Thursday
Aug272009
Thursday, August 27, 2009 at 5:07AM 'Avatar' Midnight Screening Tickets Already On Sale
I was thinking about Avatar yesterday, wondering if it can really revolutionize the film industry. We'll certainly know more about how audiences respond to 3-D after December. I think it's fair to say that no movie's expectations as high as they are for Avatar have rested so much on the advancement and commercial viability of technology. It's an awfully expensive gamble, definitely a go-big-or-go-home moment for 3-D acolytes.

Variety reports that AMC Theaters is anticipating quite a rush on tickets, to the point that...they're already on sale. Yeah, nearly four months out, about 50 AMC IMAX theaters across the country are selling seats for limited midnight screening of Avatar on December 18th.
Fandango says the sales are "healthy," but since the announcement for the pre-sale was made at Avatar Day screenings last week, that's not surprising: There are only about 3,000 seats total in that many IMAX theaters, and since AMC just recently pitched the tickets to the exact audience curious enough to go see 15 minutes of the film, obviously they'd be more inclined to buy them early, expecting many more people to be just as curious as they are.

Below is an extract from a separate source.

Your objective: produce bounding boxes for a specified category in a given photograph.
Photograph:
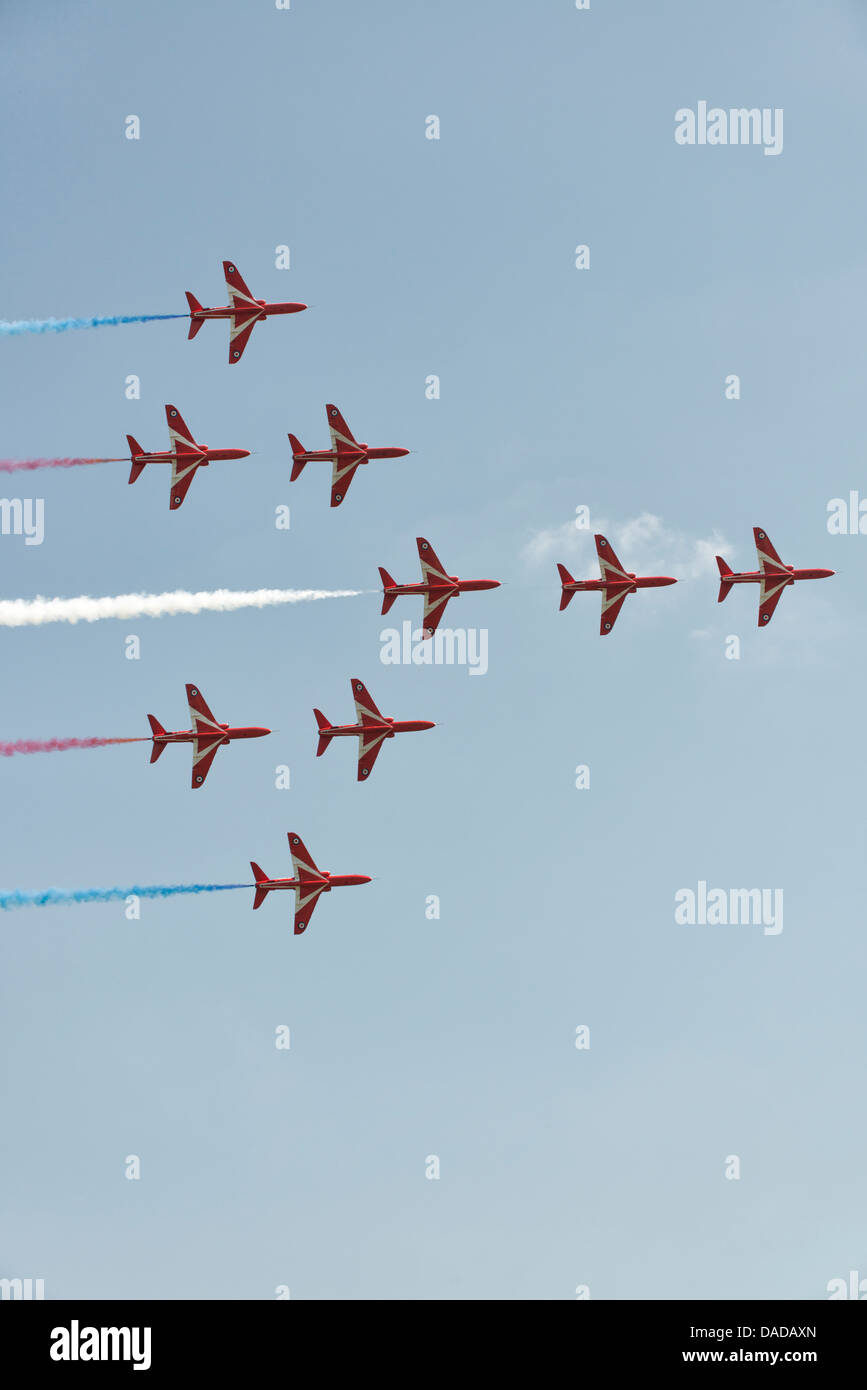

Perhaps more than any other film this year, Avatar can be a bellwether for the future. If the gamble pays off and Avatar is a substantial hit (which means about $250 million in the US and the same amount abroad), then the studios will look more closely at ambitious, artistic projects like it and worry more about how to build the need to see the film rather than playing it safe all the time. If, however, it's a dud - and because of its very high price, that bar is unfortunately anything less than about half a billion worldwide - we won't see a film like this again for a long time, no matter how good it is. There can definitely be a kind of chilling effect on the parade of 3-D projects if this has two great weekends but doesn't sustain an audience much longer than that.


Reader Comments (2)
3000 seats total divided by 50 AMC IMAX theaters = 60 seats per theatre. That can't be right because IMAX theaters hold hundreds of people. The math must be wrong someplace. Or is 3000 the total number of tickets they've sold so far?
No, just one of my many typos. I was estimating 600 seats per theater, or 30,000 seats total.